### **The Role of Data Transformation in BI**
  - Data transformation is a critical process within the larger scope of **Business Intelligence (BI)** that involves converting raw data into a format that is suitable for various analytical purposes.
  - It is a key step in ensuring that data is in a usable state to enable informed decision-making.
  - In the realm of **BI**, where data-driven insights are paramount, the accuracy and format of the data can significantly impact the quality of the insights derived.
  - Effective data transformation strategies allow organizations to harness their data efficiently and reveal valuable patterns and trends that inform strategic business decisions.

### **Understanding Data Transformation**
Data Transformation includes a series of operations:

- **Encoding:** Converting categorical data into numerical format so that it can be used by machine learning algorithms.
- **Integration:** Combining data from disparate sources, aligning disparate data models into a coherent framework.
- **Aggregation:** Summarizing data for a higher-level view, which is crucial in BI for reporting and dashboarding.
- **Normalization/Standardization:** Scaling data to a small, specified range or standardizing features to have specific statistical properties.
- **Discretization:** Converting continuous data into discrete buckets or intervals, often for simplifying analysis.


### **Data Transformation and Business Intelligence**
In the context of BI, data transformation is not just a technical step; it's a business strategy:

### Alignment with Business Goals:
- Data transformation is purpose-driven, tailored to extract the most value out of data in light of specific **business goals**.
 - For instance, a retail company might focus on transforming sales data to analyze seasonal patterns, while a financial institution might prioritize transforming transaction data for fraud detection.
 - By aligning data transformation strategies with **business goals**, organizations can ensure that the resulting datasets are primed for generating actionable insights.

### **Enabling Data Visualization:**
0 Data visualization is a cornerstone of BI, providing a graphical representation of data to uncover hidden insights.

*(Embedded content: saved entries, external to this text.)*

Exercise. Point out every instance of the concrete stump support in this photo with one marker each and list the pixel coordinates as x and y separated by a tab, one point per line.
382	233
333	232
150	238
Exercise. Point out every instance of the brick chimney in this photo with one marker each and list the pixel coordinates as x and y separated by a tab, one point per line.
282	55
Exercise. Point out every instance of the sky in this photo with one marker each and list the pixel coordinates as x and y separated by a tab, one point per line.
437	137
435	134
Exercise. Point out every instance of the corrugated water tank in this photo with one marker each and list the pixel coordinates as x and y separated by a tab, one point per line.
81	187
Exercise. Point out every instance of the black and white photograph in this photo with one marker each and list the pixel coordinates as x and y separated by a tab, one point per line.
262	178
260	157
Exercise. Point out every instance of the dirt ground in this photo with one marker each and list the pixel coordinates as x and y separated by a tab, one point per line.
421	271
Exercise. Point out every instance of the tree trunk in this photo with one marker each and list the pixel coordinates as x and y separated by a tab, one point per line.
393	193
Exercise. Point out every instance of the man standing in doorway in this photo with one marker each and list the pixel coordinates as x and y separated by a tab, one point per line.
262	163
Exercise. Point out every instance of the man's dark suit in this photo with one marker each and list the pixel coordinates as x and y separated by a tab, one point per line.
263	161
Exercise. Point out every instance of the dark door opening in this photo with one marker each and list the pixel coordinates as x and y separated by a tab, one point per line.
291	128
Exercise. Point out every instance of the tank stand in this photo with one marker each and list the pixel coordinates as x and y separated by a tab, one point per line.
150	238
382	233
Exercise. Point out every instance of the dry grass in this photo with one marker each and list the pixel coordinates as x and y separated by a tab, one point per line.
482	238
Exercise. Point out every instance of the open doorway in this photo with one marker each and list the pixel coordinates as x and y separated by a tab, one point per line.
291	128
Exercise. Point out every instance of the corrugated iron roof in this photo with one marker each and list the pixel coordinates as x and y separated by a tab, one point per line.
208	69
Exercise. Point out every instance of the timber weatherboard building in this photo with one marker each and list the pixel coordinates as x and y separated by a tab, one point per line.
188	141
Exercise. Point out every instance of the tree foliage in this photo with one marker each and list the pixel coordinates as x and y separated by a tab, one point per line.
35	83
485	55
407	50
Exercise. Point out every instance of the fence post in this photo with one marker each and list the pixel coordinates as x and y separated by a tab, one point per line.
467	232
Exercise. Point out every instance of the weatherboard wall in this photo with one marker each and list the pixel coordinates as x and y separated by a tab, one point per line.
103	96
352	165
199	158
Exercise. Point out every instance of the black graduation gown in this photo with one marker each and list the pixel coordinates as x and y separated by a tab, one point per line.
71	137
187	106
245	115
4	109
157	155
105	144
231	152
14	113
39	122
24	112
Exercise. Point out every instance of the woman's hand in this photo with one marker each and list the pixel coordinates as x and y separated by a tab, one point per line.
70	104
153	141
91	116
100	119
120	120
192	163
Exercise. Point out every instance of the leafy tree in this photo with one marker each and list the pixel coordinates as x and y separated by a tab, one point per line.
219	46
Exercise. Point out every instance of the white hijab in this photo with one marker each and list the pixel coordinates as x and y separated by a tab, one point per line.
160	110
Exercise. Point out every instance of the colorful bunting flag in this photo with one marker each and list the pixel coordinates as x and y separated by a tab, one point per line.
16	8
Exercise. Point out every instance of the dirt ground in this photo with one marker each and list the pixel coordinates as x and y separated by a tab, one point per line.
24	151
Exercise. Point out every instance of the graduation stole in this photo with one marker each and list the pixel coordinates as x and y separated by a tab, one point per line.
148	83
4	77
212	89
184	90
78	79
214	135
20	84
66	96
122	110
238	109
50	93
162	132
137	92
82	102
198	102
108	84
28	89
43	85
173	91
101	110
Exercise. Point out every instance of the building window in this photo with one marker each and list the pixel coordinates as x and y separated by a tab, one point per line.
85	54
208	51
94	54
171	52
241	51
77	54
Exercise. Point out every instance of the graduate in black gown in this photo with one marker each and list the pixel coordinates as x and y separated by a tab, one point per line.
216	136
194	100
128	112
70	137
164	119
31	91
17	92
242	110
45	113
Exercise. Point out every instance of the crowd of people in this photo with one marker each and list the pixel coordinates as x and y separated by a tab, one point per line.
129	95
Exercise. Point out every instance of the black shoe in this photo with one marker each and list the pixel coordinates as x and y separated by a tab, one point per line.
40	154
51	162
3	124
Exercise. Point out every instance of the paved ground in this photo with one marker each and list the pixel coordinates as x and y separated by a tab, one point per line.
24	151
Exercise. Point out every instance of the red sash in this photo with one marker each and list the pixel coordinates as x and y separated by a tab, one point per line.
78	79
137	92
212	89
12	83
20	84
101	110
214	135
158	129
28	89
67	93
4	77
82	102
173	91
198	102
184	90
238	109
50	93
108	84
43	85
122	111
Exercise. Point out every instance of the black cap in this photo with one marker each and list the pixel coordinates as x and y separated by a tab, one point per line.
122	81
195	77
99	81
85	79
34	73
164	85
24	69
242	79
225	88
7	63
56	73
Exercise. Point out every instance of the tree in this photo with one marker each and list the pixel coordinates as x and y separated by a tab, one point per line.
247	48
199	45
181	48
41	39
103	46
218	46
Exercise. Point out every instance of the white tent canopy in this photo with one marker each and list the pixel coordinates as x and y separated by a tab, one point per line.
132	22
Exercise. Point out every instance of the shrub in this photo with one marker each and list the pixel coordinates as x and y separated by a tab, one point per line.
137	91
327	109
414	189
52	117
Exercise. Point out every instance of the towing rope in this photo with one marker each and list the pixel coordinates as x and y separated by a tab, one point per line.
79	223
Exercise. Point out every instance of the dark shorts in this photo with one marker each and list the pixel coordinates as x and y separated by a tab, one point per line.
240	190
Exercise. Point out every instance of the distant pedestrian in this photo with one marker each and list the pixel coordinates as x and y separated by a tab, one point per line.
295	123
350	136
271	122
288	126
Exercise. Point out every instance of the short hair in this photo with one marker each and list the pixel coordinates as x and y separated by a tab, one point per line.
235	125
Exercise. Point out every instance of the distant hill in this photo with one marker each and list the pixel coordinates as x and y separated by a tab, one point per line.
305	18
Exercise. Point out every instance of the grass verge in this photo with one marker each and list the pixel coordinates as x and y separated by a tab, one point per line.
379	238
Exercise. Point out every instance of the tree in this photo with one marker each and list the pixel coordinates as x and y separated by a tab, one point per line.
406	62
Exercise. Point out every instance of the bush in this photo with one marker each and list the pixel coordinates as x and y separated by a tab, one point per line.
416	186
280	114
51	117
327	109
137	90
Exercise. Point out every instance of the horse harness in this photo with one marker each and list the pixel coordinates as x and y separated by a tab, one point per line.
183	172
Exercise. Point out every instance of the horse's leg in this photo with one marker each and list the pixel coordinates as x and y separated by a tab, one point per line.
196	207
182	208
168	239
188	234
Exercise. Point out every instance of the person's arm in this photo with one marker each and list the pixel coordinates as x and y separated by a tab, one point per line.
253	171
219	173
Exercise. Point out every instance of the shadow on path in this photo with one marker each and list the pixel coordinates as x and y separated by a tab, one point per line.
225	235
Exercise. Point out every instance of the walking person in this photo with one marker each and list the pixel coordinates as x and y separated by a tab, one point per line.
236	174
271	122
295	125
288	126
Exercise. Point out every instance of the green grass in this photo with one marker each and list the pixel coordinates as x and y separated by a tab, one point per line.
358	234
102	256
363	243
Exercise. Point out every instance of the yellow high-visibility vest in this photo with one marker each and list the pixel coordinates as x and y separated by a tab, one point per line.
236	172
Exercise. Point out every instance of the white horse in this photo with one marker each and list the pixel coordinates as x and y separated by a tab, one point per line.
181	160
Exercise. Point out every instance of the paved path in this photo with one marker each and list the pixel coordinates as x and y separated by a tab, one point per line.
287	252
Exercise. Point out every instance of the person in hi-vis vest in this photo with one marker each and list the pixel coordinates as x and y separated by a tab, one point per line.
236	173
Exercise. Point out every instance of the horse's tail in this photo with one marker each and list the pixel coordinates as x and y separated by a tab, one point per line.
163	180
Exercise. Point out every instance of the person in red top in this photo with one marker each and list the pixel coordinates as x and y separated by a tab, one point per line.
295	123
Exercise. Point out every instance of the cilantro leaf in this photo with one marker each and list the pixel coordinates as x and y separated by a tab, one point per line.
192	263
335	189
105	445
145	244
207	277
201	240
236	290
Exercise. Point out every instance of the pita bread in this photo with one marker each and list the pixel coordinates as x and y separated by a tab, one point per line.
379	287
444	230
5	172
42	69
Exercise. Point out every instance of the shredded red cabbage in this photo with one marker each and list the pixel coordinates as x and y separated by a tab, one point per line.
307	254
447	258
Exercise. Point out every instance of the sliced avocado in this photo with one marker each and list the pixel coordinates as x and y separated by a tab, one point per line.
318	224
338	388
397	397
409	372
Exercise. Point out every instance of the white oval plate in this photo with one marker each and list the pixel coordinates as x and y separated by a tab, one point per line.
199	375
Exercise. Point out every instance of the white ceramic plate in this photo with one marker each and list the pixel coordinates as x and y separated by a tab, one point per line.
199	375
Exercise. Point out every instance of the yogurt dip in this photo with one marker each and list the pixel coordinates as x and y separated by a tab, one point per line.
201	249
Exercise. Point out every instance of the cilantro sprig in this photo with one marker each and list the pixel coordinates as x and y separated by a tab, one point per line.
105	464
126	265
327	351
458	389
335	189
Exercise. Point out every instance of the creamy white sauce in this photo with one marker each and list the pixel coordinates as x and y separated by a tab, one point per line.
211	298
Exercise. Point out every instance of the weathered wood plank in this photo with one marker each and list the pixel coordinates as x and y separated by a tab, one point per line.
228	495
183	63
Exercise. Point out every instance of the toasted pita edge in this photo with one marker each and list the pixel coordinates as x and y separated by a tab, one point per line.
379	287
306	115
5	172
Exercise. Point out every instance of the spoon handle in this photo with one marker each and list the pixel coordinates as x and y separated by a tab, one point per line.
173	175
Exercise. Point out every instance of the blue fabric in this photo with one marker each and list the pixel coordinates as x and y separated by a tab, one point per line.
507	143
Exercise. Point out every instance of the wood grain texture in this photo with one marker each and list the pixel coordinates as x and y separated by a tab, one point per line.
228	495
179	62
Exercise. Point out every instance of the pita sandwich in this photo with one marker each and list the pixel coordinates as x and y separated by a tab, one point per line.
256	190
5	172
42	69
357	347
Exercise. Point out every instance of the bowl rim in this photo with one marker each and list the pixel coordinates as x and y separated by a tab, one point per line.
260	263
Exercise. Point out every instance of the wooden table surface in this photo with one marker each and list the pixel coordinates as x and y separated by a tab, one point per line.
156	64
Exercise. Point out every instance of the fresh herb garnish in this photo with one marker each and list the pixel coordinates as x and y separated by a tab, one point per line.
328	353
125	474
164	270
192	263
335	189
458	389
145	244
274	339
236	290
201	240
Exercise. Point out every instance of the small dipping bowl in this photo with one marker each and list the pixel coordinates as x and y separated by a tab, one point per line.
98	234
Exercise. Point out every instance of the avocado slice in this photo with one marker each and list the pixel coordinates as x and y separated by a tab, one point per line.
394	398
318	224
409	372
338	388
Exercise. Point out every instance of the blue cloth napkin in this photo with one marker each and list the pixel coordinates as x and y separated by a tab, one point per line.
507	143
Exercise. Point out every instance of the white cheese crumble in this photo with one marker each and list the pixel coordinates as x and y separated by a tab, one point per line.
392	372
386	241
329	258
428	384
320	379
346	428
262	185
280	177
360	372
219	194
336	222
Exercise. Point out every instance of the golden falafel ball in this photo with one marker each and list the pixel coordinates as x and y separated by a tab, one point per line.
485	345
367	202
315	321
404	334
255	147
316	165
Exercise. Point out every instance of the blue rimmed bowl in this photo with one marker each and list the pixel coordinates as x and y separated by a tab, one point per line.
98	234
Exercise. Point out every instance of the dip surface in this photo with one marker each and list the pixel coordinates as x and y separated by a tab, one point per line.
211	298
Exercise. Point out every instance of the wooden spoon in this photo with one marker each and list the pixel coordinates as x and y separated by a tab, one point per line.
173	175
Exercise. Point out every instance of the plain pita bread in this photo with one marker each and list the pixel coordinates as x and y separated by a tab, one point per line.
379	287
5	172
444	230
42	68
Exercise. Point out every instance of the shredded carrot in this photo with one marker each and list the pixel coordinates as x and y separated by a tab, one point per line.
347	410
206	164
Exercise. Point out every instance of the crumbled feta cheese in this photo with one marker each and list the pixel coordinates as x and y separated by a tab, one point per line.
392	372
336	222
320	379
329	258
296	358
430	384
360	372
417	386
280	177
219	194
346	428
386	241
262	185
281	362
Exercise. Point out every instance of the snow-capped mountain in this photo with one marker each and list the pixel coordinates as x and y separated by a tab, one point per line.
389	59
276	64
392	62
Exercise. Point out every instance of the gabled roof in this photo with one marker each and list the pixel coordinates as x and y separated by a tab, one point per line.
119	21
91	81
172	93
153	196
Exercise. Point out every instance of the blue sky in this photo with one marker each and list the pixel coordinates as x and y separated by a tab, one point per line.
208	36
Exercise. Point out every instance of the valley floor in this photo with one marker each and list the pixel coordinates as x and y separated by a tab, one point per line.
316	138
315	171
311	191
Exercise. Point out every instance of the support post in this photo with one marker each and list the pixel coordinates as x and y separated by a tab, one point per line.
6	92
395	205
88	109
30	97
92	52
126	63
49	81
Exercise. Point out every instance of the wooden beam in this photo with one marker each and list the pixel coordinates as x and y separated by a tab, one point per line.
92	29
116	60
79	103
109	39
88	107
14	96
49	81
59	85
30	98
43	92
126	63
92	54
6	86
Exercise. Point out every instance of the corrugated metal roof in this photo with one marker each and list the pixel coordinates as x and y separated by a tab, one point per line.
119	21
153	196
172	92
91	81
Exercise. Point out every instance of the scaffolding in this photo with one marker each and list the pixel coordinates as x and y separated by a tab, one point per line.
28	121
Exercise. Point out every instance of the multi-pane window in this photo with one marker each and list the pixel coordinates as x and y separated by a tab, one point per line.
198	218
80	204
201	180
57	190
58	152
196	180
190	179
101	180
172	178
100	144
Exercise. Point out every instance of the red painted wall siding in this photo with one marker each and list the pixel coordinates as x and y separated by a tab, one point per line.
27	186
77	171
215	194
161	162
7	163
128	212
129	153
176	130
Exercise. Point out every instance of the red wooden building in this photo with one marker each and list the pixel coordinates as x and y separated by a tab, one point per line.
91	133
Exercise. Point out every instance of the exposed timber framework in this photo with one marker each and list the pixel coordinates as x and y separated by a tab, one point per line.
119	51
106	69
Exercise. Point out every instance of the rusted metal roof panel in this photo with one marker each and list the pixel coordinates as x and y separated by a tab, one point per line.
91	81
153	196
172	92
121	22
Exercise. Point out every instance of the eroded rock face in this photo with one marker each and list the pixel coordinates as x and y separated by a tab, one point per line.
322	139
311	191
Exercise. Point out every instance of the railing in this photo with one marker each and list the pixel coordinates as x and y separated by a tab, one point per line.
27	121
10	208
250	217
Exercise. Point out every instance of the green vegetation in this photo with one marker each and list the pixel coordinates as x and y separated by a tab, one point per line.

Effective data transformation facilitates the creation of dashboards, charts, and reports that are not only visually appealing but also meaningful. For example, transforming time-stamped data into a format that can be aggregated by month allows for trend analysis over time, which is a common requirement in BI dashboards.

### **Supporting Data Analysis:**
- Data transformation lays the groundwork for various analytical approaches. Descriptive analytics might require data aggregation and summarization, while predictive analytics could necessitate more complex transformations like feature engineering or normalization. The transformation process ensures that the data fed into analytical models is structured and clean, thereby enhancing the reliability of the model's predictions and recommendations.

### **Data Quality Assurance:**
- Ensuring data quality is a pivotal aspect of data transformation. This process involves validating the accuracy, completeness, and consistency of the data. High-quality data is a prerequisite for trustworthy BI insights. Data transformation strategies often include the identification and correction of errors, filling in missing values, and resolving inconsistencies, which significantly improve the overall quality of the data.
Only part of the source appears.